Aim: To compare the baseline prevalence and associates of CKD in T2DM in the community-based Fremantle Diabetes Study Phases I (FDS1) and II (FDS2).

Patients and Methods: FDS1 included 1,296 T2DM subjects recruited between 1993 and 1996. FDS2 recruited 1,509 T2DM residents from the same postcode-defined area between 2008 and 2011. All biochemical testing was carried out in the same accredited laboratory with results calibrated to current FDS2 assays. Estimated glomerular filtration rate (eGFR) was estimated from the CKD-EPI equation. CKD risk was defined by the Kidney Disease Improving Global Outcomes 2012 categories. Generalized linear modelling (GLM) was used for multivariate analyses.
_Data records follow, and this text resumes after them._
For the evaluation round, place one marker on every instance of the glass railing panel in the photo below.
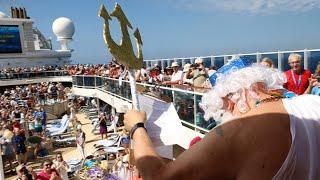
(285, 64)
(98, 81)
(219, 62)
(187, 61)
(251, 58)
(273, 57)
(74, 80)
(125, 90)
(314, 59)
(184, 104)
(89, 81)
(207, 62)
(179, 61)
(49, 73)
(165, 64)
(199, 117)
(79, 80)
Results:  At baseline, FDS2 participants were older (65.4±11.7 vs 64.0±11.3 years; P<0.001), more were males (51.8% vs 48.6%; P=0.034), and they had longer median [inter-quartile range] diabetes duration (8.0 [2.7-15.4] vs 4.0 [1.0-9.0] years; P<0.001) vs FDS1 subjects. Reflecting more intensive management in FDS2, HbA1c, systolic blood pressure (SBP), and serum lipid profiles were significantly better despite greater obesity (all P<0.001). Nearly 60% of FDS2 patients had normoalbuminuria vs 42% in FDS1, while 70% vs 65% had eGFR ≥60 ml/min/1.73m2 (P≤0.021). However, 0.2% had end-stage CKD in FDS1 vs 0.9% in FDS2 (P=0.025). CKD category ≥3 in the pooled cohorts was independently associated with older age, male sex, Aboriginality, longer diabetes duration, lower fasting glucose, higher HbA1c, ln(total:HDL-cholesterol ratio), ln(serum triglycerides) and SBP, retinopathy, peripheral neuropathy and prior cardiovascular disease. After adjusting for these factors, FDS1 participants had a 79% increased risk of CKD category ≥3 vs those in FDS2.

Conclusions: In the 15 years between phases, enhanced management has improved T2DM-associated nephropathy but the absolute number of cases of CKD remains high.